If the actual business does not want to duplicate values, the duplicate values can be deleted directly. For example, the database can use union instead of union all in the consolidation. If the database does not support union, the primary key can be used to group the first value

row_number() over (partition by .. order by.. desc) as..Copy the code

If row_number is not supported, then live.

Other languages have similar deduplicate functions, such as Python, which uses drop_duplicates().

Lack of 2.

* * * * * * * * * * * * * * * * * * * * * * * * * * * * * * * * * * * * * * * * * * * * * * * * * * * * * * * * * * * * * * * * * * * * * * * * * * * * * * * * * * * * * * * * * * * * * *

Null processing is usually fill, this is done according to the actual business needs, generally speaking,

  • The number of null values can be small to fill in one of the continuous values, such as average, median, etc.
  • If the null value is large, accounting for more than 50%, it can be considered to use mode to fill;
  • In this case, there is no need to use the original data. You can create your own data and generate an indication dummy variable to participate in the subsequent modeling needs.

We’ve already seen how to do it in the database, but how to do it in Python

Df.apply (lambda col:sum(col.isnull())/col.size) Use the fillna df.col1.fillna(df.col1.mean()) in the bag.Copy the code
3. Noise value

Noise value is the value of the index data compared with other values of the difference is relatively large, some are called outliers, such as age out of a few more than 150. The noise value will seriously interfere with the model results, making the conclusion untrue or biased. Therefore, it is necessary to remove these noise values, commonly used methods: for univariate capping method, box method, multivariable clustering method.

  • capping

We’ve all learned about normal distribution, and the probability of adding a block to a record outside the three standard deviations above or below the mean is only 0.01%, so we can replace these peripheral data with three standard deviations above or below the mean, which is the capping method

The database can be replaced with case when, and Python can write a function

Def cap (x, quantile = [0.01, 0.99]) : The capping method handles outliers Args: x: Is a series of continuous variables quantile: range of upper and lower quantiles, Here write 0.01 and 0.99 "" # number of components,Q01 and Q99 are the 1/100th and 99percent quantile Q01 respectively,Q99= x.quanantile (quantile).values.tolist() # Replace the outlier with the designated quantile if Q01 > x.min(): x = x.copy() x.loc[x < Q01] = Q01 if Q99 < x.max(): x = x.copy() x.loc[x > Q99] = Q99 return(x)Copy the code
  • Points box method

Points box method by examining the data of “near abroad” to smooth and orderly data value, order value distribution in some cases, by taking the specific value of each box, such as the value of the mean, median, etc., this value is the value of the box, and then set the standard to judge the value of the good or bad, these boxes to judge each box is good or bad, bad cases need special treatment. The method is divided into equal depth subdivision: the sample size of each subdivision is the same; equal width subdivision: the value range of each subdivision is the same.
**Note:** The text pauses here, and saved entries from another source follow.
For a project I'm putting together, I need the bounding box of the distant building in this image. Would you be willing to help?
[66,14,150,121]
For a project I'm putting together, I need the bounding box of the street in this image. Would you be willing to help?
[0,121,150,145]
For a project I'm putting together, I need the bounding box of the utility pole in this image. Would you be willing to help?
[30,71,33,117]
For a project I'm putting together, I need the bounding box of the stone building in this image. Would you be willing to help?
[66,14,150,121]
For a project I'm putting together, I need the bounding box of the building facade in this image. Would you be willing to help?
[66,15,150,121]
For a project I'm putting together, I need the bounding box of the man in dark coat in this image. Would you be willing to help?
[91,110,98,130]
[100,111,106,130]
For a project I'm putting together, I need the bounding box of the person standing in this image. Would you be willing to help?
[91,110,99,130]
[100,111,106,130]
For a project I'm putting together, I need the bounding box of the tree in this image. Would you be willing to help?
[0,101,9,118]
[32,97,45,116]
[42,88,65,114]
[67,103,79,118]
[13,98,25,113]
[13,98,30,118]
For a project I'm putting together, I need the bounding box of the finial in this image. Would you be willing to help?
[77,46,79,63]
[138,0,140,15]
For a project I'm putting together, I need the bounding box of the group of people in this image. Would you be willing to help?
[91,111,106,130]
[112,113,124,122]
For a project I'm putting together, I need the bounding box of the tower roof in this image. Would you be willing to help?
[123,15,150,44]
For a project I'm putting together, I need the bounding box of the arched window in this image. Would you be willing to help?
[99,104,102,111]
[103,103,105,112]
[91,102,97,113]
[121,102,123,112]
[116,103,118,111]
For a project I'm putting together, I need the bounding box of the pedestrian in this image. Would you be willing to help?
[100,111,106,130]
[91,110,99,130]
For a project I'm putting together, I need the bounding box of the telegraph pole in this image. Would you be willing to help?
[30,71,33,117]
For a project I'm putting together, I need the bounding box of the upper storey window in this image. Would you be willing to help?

For example, A group of numbers 1, 2, 66, 8, 9, 2, 1, 4, 6, first sort 1, 1, 2, 4, 6, 8, 9, 66, and then divided into three boxes, box A: 1, 1, 2, box B: 2, 4, 6 box C: 8, 9, 66

We take the average of boxes here, so that A is 1.3, B is 4, and C is 27.3. Obviously, this VALUE of C is much larger than the mean and median of this set of data. Therefore, box C is A bad box, and the data in C can be processed centrally

  • Clustering method

The previous ones are all univariate, and the multivariable outliers need clustering.

The idea is that the normal values have similar labels, such as the good tomatoes are red in color, sweet and sour in taste, and the skin is complete, etc., while the bad tomatoes have characteristics that are different from “others”, such as a strange taste. Therefore, data objects can be divided into multiple sets. Objects in the same set have a high degree of similarity, while objects in different sets differ greatly. Cluster analysis can mine outliers from these different sets, and these outliers are often abnormal data.